FTC: FTC Issues Orders to Nine Social Media and Video Streaming Services Seeking Data About How They Collect, Use, and Present Information. “The Federal Trade Commission is issuing orders to nine social media and video streaming companies, requiring them to provide data on how they collect, use, and present personal information, their advertising and user engagement practices, and how their practices affect children and teens.”

US Cyber Command: US and Australia sign first-ever cyber agreement to develop virtual training range. “As part of the Dept. of Defense’s efforts to sharpen lethality, reform business practices, and strengthen partnerships in cyberspace, the United States and Australia have launched a first-ever agreement to continuously develop a virtual cyber training range together. Both nations recently signed a Cyber Training Capabilities Project Arrangement, Nov. 3– this bi-lateral, international agreement enables U.S. Cyber Command to incorporate Australian Defence Force feedback into USCYBERCOM’s simulated training domain, the Persistent Cyber Training Environment.”

New York Times: U.S. Used Patriot Act to Gather Logs of Website Visitors. ” The government has interpreted a high-profile provision of the Patriot Act as empowering F.B.I. national security investigators to collect logs showing who has visited particular web pages, documents show. But the government stops short of using that law to collect the keywords people submit to internet search engines because it considers such terms to be content that requires a warrant to gather, according to letters produced by the Office of the Director of National Intelligence.”
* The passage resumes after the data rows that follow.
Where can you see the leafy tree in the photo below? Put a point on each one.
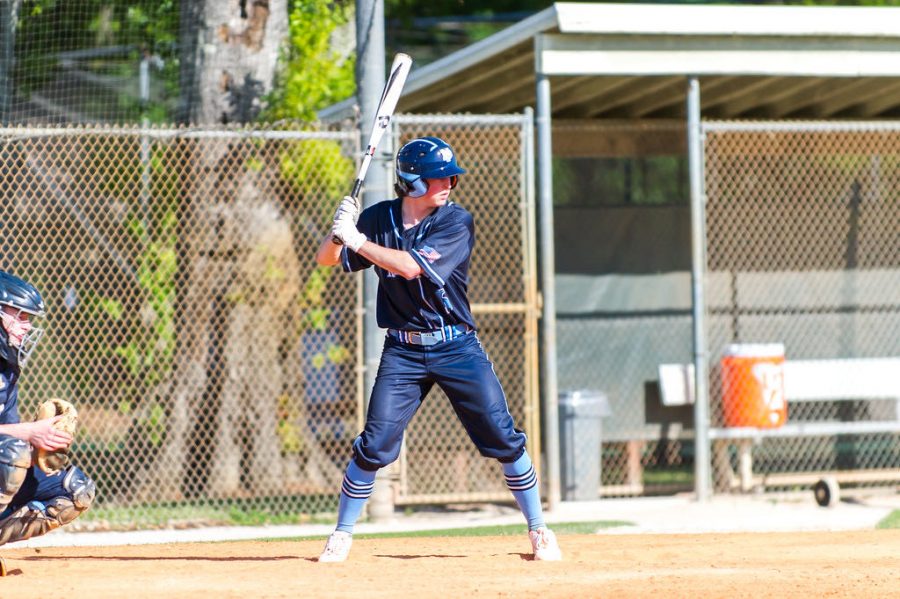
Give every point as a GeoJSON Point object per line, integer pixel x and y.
{"type": "Point", "coordinates": [315, 71]}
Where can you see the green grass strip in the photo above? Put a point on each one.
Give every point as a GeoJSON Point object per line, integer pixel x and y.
{"type": "Point", "coordinates": [560, 528]}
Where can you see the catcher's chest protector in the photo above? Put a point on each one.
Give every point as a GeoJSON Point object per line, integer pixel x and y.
{"type": "Point", "coordinates": [9, 409]}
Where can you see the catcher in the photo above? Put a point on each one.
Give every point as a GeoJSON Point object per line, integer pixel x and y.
{"type": "Point", "coordinates": [39, 489]}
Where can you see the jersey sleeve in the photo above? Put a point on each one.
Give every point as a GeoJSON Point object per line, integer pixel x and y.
{"type": "Point", "coordinates": [445, 247]}
{"type": "Point", "coordinates": [10, 409]}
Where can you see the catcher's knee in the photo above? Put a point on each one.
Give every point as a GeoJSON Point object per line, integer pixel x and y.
{"type": "Point", "coordinates": [81, 490]}
{"type": "Point", "coordinates": [15, 459]}
{"type": "Point", "coordinates": [37, 518]}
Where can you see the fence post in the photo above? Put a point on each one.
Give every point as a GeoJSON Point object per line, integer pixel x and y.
{"type": "Point", "coordinates": [702, 482]}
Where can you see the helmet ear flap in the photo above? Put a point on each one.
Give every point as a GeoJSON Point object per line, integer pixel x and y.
{"type": "Point", "coordinates": [414, 189]}
{"type": "Point", "coordinates": [418, 188]}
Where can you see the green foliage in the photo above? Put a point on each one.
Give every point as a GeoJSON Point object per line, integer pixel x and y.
{"type": "Point", "coordinates": [891, 521]}
{"type": "Point", "coordinates": [316, 166]}
{"type": "Point", "coordinates": [312, 74]}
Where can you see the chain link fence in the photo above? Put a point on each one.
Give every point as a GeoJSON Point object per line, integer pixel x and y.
{"type": "Point", "coordinates": [803, 231]}
{"type": "Point", "coordinates": [216, 368]}
{"type": "Point", "coordinates": [622, 232]}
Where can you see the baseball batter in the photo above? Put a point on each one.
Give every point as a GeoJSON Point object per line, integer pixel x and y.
{"type": "Point", "coordinates": [420, 244]}
{"type": "Point", "coordinates": [32, 501]}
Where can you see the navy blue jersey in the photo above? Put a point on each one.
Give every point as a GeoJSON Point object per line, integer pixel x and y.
{"type": "Point", "coordinates": [442, 245]}
{"type": "Point", "coordinates": [9, 395]}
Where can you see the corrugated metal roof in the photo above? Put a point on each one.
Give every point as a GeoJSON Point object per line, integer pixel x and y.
{"type": "Point", "coordinates": [620, 61]}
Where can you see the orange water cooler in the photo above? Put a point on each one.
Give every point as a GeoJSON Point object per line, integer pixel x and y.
{"type": "Point", "coordinates": [753, 385]}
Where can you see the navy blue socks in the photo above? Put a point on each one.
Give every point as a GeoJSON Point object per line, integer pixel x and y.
{"type": "Point", "coordinates": [522, 481]}
{"type": "Point", "coordinates": [355, 491]}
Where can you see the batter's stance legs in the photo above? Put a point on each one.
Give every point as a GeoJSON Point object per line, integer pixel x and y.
{"type": "Point", "coordinates": [522, 482]}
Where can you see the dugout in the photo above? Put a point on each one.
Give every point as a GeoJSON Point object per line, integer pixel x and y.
{"type": "Point", "coordinates": [619, 92]}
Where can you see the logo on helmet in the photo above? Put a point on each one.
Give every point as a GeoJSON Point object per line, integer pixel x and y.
{"type": "Point", "coordinates": [445, 154]}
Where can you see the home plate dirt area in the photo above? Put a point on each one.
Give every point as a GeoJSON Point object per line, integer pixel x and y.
{"type": "Point", "coordinates": [810, 564]}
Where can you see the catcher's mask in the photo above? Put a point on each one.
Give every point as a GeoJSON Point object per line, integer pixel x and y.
{"type": "Point", "coordinates": [20, 303]}
{"type": "Point", "coordinates": [422, 159]}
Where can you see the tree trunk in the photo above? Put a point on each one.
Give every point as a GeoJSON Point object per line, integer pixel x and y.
{"type": "Point", "coordinates": [239, 279]}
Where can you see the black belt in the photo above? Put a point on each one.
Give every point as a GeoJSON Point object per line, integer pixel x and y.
{"type": "Point", "coordinates": [430, 337]}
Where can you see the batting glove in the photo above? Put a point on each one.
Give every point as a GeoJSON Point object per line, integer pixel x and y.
{"type": "Point", "coordinates": [347, 232]}
{"type": "Point", "coordinates": [348, 209]}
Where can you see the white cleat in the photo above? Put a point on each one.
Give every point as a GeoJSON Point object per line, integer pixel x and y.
{"type": "Point", "coordinates": [337, 548]}
{"type": "Point", "coordinates": [544, 544]}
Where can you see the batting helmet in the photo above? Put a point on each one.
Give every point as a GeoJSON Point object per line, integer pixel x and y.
{"type": "Point", "coordinates": [17, 337]}
{"type": "Point", "coordinates": [425, 158]}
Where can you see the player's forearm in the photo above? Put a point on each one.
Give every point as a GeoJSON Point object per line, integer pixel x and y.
{"type": "Point", "coordinates": [329, 252]}
{"type": "Point", "coordinates": [396, 261]}
{"type": "Point", "coordinates": [20, 430]}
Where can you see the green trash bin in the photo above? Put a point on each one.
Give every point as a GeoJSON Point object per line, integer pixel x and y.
{"type": "Point", "coordinates": [581, 414]}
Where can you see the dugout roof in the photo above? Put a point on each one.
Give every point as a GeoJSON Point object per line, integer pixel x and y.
{"type": "Point", "coordinates": [621, 61]}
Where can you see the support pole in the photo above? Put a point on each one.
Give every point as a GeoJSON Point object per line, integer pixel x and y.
{"type": "Point", "coordinates": [548, 286]}
{"type": "Point", "coordinates": [702, 483]}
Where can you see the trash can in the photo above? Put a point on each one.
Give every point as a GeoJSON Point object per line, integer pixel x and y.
{"type": "Point", "coordinates": [753, 385]}
{"type": "Point", "coordinates": [580, 430]}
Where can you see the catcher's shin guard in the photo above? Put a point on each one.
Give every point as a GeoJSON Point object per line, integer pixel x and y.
{"type": "Point", "coordinates": [37, 518]}
{"type": "Point", "coordinates": [15, 459]}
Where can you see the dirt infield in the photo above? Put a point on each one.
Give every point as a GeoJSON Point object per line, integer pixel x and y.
{"type": "Point", "coordinates": [845, 564]}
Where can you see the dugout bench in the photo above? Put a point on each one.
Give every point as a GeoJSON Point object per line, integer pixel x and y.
{"type": "Point", "coordinates": [872, 380]}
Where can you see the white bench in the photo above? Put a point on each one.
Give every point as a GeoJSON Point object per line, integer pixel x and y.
{"type": "Point", "coordinates": [869, 379]}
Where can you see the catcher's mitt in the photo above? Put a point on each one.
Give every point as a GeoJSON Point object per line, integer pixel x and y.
{"type": "Point", "coordinates": [52, 462]}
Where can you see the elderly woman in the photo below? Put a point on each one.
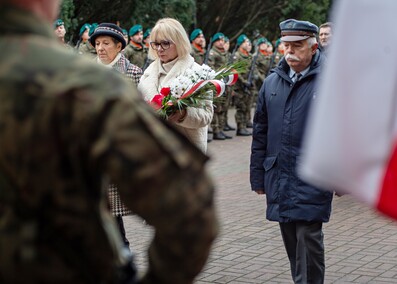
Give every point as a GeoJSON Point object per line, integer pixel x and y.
{"type": "Point", "coordinates": [170, 48]}
{"type": "Point", "coordinates": [108, 41]}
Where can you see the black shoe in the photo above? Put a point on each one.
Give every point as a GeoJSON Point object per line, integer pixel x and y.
{"type": "Point", "coordinates": [226, 136]}
{"type": "Point", "coordinates": [219, 136]}
{"type": "Point", "coordinates": [228, 128]}
{"type": "Point", "coordinates": [243, 132]}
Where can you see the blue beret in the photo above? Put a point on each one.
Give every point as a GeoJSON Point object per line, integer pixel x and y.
{"type": "Point", "coordinates": [294, 30]}
{"type": "Point", "coordinates": [195, 34]}
{"type": "Point", "coordinates": [241, 39]}
{"type": "Point", "coordinates": [147, 33]}
{"type": "Point", "coordinates": [92, 28]}
{"type": "Point", "coordinates": [84, 28]}
{"type": "Point", "coordinates": [58, 23]}
{"type": "Point", "coordinates": [262, 40]}
{"type": "Point", "coordinates": [108, 29]}
{"type": "Point", "coordinates": [135, 29]}
{"type": "Point", "coordinates": [218, 36]}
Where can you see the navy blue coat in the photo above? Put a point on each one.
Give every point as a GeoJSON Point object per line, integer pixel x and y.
{"type": "Point", "coordinates": [279, 124]}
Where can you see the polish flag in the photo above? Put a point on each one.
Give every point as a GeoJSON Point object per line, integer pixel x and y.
{"type": "Point", "coordinates": [351, 140]}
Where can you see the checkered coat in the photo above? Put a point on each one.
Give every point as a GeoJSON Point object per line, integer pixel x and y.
{"type": "Point", "coordinates": [117, 207]}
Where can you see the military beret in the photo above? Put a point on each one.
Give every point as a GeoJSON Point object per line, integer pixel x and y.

CNN: Social media bet on labels to combat election misinformation. Trump proved it’s not enough. “Around the election, social media platforms including Facebook and Twitter were praised for how quickly and widely they applied warning labels to misinformation. But President Donald Trump’s 46-minute video last week, which was riddled with election misinformation and conspiracy theories discredited by his own officials and the courts, has made unmistakably clear what many digital democracy experts have been warning for months: labels are not enough.” Good evening, Internet…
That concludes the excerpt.